Ces actions sont souvent issues d’un constat mitigé concernant la place du débat social dans la campagne municipale. Pour bon nombre d’associations, la précarité est exclue de la campagne. «Le sujet passe à la trappe, il y a une sorte d’indignation passive», regrette le président d’Emmaüs Défi, Charles-Edouard Vincent. Alors que pour Patrick Doutreligne, directeur général de la Fondation Abbé Pierre, «la lutte contre la pauvreté dépend en partie de l’attitude des maires».

Pour les associations, il est plus facile de se faire entendre que d’engager des actions: «Les associations sont toujours écoutées. Mais dans la réalisation des actions, c’est plus compliqué», déplore Eric Pliez, président du Samu Social de Paris et directeur des centres Aurore. Cependant tous s’accordent à dire qu’il existe des disparités en fonction des maires et des territoires.

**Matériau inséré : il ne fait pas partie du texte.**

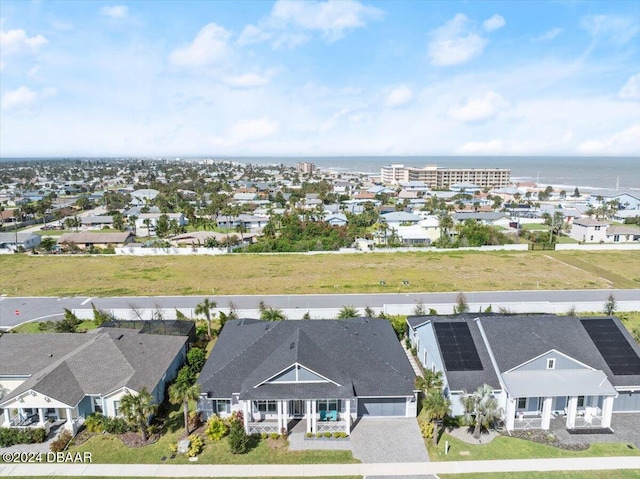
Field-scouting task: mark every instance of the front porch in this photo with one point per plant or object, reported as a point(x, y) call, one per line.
point(320, 415)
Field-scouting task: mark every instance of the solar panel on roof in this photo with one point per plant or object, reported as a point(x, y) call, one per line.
point(613, 345)
point(457, 347)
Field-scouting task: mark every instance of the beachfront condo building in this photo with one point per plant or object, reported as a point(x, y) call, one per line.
point(440, 178)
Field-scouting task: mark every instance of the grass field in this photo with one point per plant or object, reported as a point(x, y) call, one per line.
point(322, 273)
point(513, 448)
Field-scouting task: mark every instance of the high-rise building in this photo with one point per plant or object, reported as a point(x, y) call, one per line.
point(440, 178)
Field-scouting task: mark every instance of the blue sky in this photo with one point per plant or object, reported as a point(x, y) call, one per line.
point(319, 78)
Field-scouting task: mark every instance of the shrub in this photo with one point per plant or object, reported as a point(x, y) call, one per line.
point(10, 437)
point(216, 428)
point(196, 446)
point(238, 439)
point(61, 442)
point(115, 425)
point(95, 422)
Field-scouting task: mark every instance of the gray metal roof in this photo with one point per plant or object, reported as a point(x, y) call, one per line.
point(362, 356)
point(99, 364)
point(558, 382)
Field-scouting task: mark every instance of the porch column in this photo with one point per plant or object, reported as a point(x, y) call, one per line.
point(510, 414)
point(40, 416)
point(69, 424)
point(279, 409)
point(245, 415)
point(607, 410)
point(572, 409)
point(314, 419)
point(547, 404)
point(347, 410)
point(285, 415)
point(7, 418)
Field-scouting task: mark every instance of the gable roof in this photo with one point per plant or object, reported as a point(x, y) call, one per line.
point(98, 364)
point(360, 356)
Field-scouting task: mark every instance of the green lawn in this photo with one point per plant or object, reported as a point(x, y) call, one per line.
point(503, 447)
point(616, 474)
point(61, 275)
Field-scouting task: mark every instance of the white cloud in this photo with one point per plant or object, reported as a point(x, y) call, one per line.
point(289, 21)
point(480, 109)
point(114, 11)
point(631, 90)
point(625, 142)
point(455, 42)
point(399, 96)
point(492, 147)
point(17, 41)
point(247, 80)
point(248, 130)
point(546, 36)
point(617, 29)
point(494, 23)
point(208, 47)
point(20, 99)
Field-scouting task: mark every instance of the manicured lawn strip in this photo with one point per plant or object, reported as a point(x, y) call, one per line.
point(513, 448)
point(57, 275)
point(614, 474)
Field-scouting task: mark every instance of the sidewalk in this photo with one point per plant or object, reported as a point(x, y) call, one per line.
point(325, 470)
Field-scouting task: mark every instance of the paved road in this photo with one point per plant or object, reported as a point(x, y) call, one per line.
point(51, 308)
point(320, 470)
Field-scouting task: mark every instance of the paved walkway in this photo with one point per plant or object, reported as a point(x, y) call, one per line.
point(323, 470)
point(375, 440)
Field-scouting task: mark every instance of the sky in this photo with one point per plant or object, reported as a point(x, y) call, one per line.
point(319, 78)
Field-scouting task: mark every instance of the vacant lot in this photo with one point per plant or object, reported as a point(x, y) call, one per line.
point(24, 275)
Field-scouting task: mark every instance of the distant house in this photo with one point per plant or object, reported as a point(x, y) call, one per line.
point(589, 230)
point(26, 241)
point(69, 376)
point(541, 367)
point(98, 240)
point(326, 373)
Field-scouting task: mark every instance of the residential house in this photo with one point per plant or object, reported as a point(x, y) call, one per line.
point(324, 372)
point(579, 370)
point(589, 230)
point(64, 376)
point(26, 241)
point(97, 240)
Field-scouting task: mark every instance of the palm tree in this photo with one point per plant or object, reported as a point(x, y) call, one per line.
point(348, 312)
point(204, 308)
point(272, 314)
point(481, 408)
point(137, 408)
point(183, 392)
point(437, 407)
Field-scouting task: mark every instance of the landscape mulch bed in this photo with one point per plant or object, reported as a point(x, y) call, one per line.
point(549, 439)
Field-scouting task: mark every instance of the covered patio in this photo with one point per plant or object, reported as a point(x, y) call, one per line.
point(583, 398)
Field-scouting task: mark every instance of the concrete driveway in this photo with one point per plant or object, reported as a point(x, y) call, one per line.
point(388, 440)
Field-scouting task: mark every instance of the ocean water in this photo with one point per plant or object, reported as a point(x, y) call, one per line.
point(567, 172)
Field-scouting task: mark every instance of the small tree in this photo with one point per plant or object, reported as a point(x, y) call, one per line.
point(69, 323)
point(348, 312)
point(204, 308)
point(461, 304)
point(183, 391)
point(610, 306)
point(480, 408)
point(137, 408)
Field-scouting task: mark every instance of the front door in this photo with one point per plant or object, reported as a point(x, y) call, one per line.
point(296, 408)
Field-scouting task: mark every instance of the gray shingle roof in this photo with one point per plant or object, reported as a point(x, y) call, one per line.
point(83, 364)
point(362, 355)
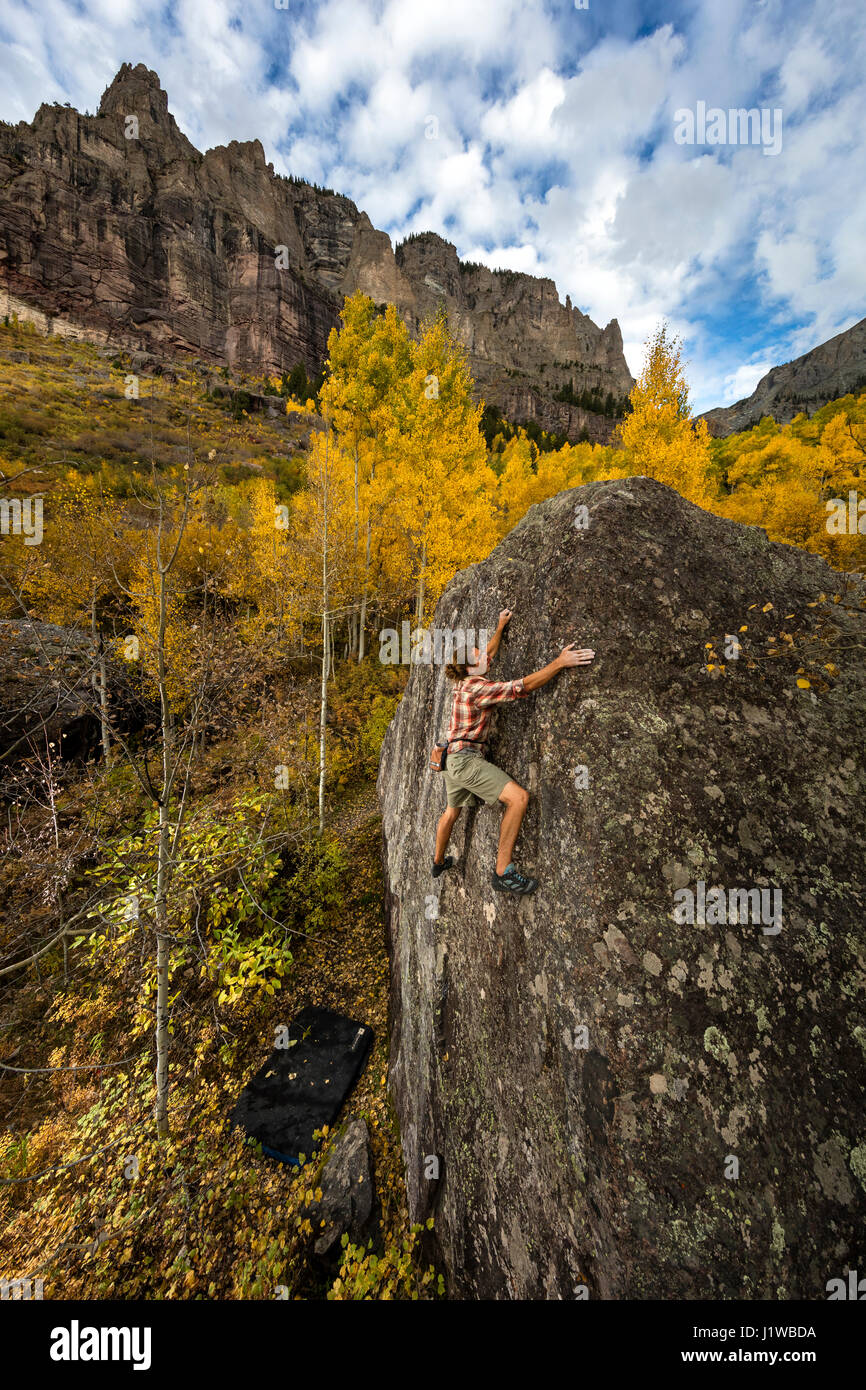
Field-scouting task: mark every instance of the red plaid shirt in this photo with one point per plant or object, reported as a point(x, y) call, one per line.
point(473, 709)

«Le sujet n’est pas très sexy pour les électeurs»

Les élus accorderaient aussi moins d’importance à ce thème par souci électoral. Selon le directeur général de la Fnars, «les candidats viennent quand nous provoquons le débat mais ça se complique ensuite car le sujet n’est pas très sexy pour les électeurs.» Une abstention élevée dans les foyers aux revenus les plus faibles pourrait également expliquer ce silence relatif.

L’image de la commune serait aussi en jeu: «On se heurte à des candidats qui n’en font pas une priorité car ils n’ont pas envie d’accueillir des pauvres», ajoute le représentant de la Fnars. Pour le président du Samu Social de Paris, il y également un sentiment d’impuissance face à cette augmentation: «Les pauvres, ce n’est pas un sujet porteur», conclut-il.